New Delhi : India Thursday expressed hope that the World Trade Organisation (WTO) talks would restart in near future and that the country would constructively engage at the WTO to move the Doha Development Round to a successful conclusion.

“The government is hopeful that a new process will start soon,” Indian Minister of Commerce Industry Kamal Nath said while addressing a press conference on the outcome of the recently concluded WTO Ministerial Conference at Geneva, here today.

“The coming months would see attempts at overcoming the current impasse. India stands committed to constructively engage at the WTO to move the Doha Development Round to a successful conclusion,” Kamal Nath said.

“The primary objective of the Doha Round is to put the development dimension of international trade on centre stage. While there would always be commercial interests guiding trade, these interests cannot take primacy over the livelihood interests of billions of poor and vulnerable farmers of the developing world.

In the context of the current food crisis and the abnormal rise in food prices, it has become all the more important to preserve and protect the livelihood security of poor farmers and the long term food security of developing nations, the Minister said, adding, “In view of the subsistence nature of farming in developing countries and the need to insulate the poor and vulnerable farmers of developing countries from the shock of large tariff reductions, the instruments of Special Products and Special Safeguard Mechanism (SSM) were built into the Doha mandate.” He said the lack of consensus on SSM was not an issue affecting only India. It affected more than 100 of the least developed and developing countries.

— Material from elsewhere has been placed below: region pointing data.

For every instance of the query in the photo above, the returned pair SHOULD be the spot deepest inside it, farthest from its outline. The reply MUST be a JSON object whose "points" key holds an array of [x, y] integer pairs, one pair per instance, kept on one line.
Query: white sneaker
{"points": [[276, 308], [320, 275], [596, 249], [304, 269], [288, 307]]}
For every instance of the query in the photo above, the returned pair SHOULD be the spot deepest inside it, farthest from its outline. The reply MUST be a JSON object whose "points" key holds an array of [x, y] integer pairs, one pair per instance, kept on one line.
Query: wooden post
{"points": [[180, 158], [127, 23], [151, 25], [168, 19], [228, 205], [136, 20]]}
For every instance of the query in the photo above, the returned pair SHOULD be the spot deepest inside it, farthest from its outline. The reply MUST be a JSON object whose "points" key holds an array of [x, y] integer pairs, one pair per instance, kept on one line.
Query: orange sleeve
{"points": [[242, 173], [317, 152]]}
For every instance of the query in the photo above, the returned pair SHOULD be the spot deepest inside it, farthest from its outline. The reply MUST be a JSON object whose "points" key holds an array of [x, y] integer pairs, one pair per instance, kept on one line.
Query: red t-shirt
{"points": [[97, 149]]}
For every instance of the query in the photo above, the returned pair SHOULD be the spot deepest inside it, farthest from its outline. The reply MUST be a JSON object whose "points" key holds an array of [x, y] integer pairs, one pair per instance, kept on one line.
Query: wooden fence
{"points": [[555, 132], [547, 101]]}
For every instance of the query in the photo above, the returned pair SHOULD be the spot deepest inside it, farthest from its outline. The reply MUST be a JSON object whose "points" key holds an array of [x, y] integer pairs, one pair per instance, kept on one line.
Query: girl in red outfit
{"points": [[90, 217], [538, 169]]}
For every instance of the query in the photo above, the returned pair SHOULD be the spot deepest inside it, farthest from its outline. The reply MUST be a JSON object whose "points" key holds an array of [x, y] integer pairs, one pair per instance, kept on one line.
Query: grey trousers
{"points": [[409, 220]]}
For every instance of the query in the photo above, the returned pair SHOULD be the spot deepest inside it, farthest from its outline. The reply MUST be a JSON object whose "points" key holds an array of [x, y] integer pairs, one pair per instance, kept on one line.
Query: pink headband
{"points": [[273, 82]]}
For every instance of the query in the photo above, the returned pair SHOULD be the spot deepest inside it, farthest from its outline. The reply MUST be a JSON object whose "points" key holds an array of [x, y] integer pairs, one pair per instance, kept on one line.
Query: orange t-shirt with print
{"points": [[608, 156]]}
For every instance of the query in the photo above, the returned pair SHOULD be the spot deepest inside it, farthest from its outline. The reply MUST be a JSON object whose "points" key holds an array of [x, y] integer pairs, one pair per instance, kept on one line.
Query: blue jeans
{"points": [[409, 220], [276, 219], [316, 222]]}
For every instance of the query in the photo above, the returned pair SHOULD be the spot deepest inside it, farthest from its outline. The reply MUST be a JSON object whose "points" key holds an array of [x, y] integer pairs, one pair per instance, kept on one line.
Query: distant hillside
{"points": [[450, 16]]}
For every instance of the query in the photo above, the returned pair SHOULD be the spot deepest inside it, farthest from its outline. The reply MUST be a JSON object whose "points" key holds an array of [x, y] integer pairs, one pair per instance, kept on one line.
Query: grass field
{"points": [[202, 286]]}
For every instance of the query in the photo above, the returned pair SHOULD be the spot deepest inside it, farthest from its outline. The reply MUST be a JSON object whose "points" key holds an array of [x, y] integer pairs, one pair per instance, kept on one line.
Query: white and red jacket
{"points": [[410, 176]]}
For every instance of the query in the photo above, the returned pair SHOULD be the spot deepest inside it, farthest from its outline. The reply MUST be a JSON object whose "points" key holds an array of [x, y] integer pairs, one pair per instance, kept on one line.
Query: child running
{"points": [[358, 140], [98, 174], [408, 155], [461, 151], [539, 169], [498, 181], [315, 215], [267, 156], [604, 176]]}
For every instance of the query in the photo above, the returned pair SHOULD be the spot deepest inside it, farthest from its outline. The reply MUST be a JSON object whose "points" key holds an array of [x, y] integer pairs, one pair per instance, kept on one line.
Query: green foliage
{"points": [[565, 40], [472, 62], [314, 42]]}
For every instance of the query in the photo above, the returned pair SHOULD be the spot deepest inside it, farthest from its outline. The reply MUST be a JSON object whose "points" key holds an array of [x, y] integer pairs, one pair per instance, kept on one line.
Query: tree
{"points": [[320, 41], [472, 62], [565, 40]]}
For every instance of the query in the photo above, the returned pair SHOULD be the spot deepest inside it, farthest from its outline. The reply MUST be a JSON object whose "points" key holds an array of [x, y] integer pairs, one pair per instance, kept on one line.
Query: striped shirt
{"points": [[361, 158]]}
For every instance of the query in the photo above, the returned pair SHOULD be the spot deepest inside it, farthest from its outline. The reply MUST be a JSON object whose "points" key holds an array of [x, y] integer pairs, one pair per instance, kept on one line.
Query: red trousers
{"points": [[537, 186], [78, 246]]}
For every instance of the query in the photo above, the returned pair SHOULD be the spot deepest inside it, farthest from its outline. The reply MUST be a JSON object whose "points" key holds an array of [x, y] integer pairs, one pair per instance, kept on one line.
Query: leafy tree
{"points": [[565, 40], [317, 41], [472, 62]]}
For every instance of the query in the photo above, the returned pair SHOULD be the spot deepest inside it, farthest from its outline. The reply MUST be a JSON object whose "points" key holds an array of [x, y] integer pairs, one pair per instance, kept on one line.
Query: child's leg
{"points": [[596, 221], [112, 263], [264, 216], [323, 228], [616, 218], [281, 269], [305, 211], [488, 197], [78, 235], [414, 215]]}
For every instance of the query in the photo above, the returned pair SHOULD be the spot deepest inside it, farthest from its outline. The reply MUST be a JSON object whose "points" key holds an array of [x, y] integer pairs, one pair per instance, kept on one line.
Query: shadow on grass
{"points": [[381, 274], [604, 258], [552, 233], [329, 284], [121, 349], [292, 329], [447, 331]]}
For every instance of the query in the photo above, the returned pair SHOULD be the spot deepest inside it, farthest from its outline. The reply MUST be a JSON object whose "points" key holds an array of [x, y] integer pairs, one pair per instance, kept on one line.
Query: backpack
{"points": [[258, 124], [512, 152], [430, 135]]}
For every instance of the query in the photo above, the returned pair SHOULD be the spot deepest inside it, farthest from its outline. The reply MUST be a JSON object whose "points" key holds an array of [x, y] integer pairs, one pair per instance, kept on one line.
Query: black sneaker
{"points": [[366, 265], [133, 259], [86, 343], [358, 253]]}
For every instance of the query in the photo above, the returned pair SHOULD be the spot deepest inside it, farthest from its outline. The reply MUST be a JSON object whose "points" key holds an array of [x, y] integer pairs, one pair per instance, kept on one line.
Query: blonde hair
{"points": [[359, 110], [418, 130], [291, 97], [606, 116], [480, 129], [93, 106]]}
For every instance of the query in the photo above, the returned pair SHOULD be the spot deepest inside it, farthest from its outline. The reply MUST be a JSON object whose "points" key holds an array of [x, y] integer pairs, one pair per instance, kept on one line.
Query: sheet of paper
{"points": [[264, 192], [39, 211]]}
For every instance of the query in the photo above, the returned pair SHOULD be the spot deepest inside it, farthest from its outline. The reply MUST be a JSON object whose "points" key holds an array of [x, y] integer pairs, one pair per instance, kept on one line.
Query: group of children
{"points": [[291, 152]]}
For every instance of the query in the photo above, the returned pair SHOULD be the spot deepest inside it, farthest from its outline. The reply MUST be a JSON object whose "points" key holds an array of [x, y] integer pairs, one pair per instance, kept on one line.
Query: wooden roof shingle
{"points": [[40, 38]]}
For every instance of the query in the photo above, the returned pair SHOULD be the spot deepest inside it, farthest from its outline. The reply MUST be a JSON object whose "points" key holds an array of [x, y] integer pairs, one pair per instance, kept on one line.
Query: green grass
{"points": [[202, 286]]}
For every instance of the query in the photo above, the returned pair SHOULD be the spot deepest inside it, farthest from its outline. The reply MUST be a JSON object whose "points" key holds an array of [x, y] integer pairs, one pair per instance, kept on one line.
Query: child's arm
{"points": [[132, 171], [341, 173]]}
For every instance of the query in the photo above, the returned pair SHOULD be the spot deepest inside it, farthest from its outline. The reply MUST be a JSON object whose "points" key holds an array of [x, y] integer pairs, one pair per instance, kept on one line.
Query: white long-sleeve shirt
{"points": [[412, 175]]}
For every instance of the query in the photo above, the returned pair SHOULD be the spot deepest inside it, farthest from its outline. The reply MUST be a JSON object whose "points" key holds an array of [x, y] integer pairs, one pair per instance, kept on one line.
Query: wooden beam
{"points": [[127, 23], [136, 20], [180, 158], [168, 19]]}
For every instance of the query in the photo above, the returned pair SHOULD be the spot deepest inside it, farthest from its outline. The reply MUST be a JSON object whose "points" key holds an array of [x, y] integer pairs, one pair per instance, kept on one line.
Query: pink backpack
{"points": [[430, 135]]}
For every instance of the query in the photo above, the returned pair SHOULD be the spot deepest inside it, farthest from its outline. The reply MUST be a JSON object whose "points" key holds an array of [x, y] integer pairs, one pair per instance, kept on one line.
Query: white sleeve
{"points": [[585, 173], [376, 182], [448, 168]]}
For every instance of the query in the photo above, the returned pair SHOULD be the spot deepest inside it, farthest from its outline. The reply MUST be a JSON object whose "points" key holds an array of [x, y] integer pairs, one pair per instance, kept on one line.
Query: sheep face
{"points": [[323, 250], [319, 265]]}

“We have more than 300 million people living on less than one usd a day. We argued that while India was prepared to be constructive and reasonable, it could simply not accept any solution that would pose a serious threat to the livelihoods of its subsistence farmers”, he said.

The SSM was not the only issue on which progress could not be made. There were several other important developing country issues like cotton, preference erosion, tropical products on which discussions were not held. The major developed countries also wanted the developing countries to agree to a restrictive anti concentration clause and to take part in Sectorals in the industrial goods area, Kamal Nath pointed out.